Field named "agent", introduced in 7.0.0 is in conflict with our fields

jesusgn90 · April 22, 2019, 2:06pm

Hi guys, adapting our integration (Wazuh) for Elastic 7.0 I've noticed that Filebeat is using a field named "agent" which is in conflict with our field "agent". Our events have agent.id, agent.name along other agent.* fields.

Is there a way to rename the Filebeat fields to filebeat-agent or something else? If so, It may break something related to the Elastic stack? What's the best solution from your view?

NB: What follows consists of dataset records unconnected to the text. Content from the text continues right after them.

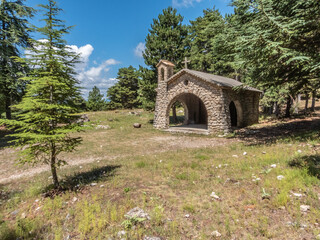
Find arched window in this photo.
[229,102,238,127]
[161,68,164,81]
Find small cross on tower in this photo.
[182,57,191,69]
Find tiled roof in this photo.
[156,60,175,67]
[168,69,262,92]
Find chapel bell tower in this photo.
[156,60,175,83]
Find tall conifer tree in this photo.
[139,7,189,109]
[87,86,106,111]
[1,0,81,188]
[0,0,34,119]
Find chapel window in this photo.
[161,68,164,81]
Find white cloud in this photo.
[172,0,202,7]
[69,44,120,98]
[25,39,120,98]
[134,42,146,58]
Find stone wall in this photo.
[154,66,259,133]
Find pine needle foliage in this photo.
[0,0,34,119]
[0,0,81,188]
[87,86,106,111]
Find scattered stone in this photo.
[11,210,19,216]
[300,205,310,212]
[277,175,284,181]
[292,193,302,197]
[210,192,221,200]
[133,123,141,128]
[124,207,150,220]
[75,114,90,123]
[96,125,111,129]
[252,177,261,182]
[300,223,308,228]
[211,231,221,237]
[143,237,161,240]
[117,230,126,237]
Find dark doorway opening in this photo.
[168,93,208,132]
[229,102,238,127]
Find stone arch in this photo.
[160,67,164,81]
[169,98,189,125]
[165,92,210,128]
[228,100,243,127]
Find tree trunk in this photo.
[311,91,317,112]
[273,102,280,117]
[304,93,309,114]
[50,145,59,188]
[172,104,178,123]
[293,94,301,114]
[5,96,12,119]
[285,96,292,117]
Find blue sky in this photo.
[25,0,233,97]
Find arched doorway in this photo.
[167,93,208,129]
[229,101,238,127]
[169,100,188,126]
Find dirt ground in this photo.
[0,133,237,184]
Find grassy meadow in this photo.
[0,110,320,240]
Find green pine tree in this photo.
[107,66,140,109]
[0,0,34,119]
[0,0,81,188]
[138,66,157,111]
[87,86,106,111]
[139,7,189,110]
[143,7,188,70]
[189,9,226,75]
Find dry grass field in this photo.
[0,110,320,239]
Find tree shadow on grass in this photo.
[236,117,320,145]
[43,165,121,197]
[0,126,14,150]
[289,154,320,179]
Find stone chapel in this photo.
[154,60,262,134]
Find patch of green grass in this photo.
[182,204,196,213]
[0,110,320,239]
[136,161,147,168]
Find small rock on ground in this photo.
[96,125,111,129]
[300,205,310,212]
[133,123,141,128]
[211,231,221,237]
[117,230,126,237]
[143,237,161,240]
[277,175,284,181]
[124,207,150,220]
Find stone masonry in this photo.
[154,60,261,133]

I've seen https://www.elastic.co/guide/en/beats/filebeat/current/exported-fields-ecs.html#_agent_fields

We need the field agent for us... if possible...

Best regards,
Jesús

jesusgn90 · April 22, 2019, 2:21pm

Here is my config:

filebeat.inputs:
  - type: log
    paths:
     - "/var/ossec/logs/alerts/alerts.json"
    json.message_key: log
    json.keys_under_root: true
    json.overwrite_keys: true

output:
 logstash:
   # The Logstash hosts
   hosts: ["localhost:5000"]

As I can see https://www.elastic.co/guide/en/beats/filebeat/current/filebeat-reference-yml.html, our JSON keys should overwrite Filebeat's fields.

What I'm missing?

Regards

jesusgn90 · April 23, 2019, 10:30am

Hi guys, after some painful hours, I figured out how to achieve my goal, here is my new config:

filebeat.inputs:
  - type: log
    paths:
     - "/var/ossec/logs/alerts/alerts.json"

processors:
  - decode_json_fields:
      fields: ["message"]
      process_array: true
      max_depth: 200
      target: ""
      overwrite_keys: true
  - drop_fields:
      fields: ["message", "ecs"]

output:
 logstash:
   hosts: ["localhost:5000"]

It does exactly what I want, I hope it helps to other users that may be facing the same issue.

Best regards,
Jesús

system · May 21, 2019, 10:30am

This topic was automatically closed 28 days after the last reply. New replies are no longer allowed.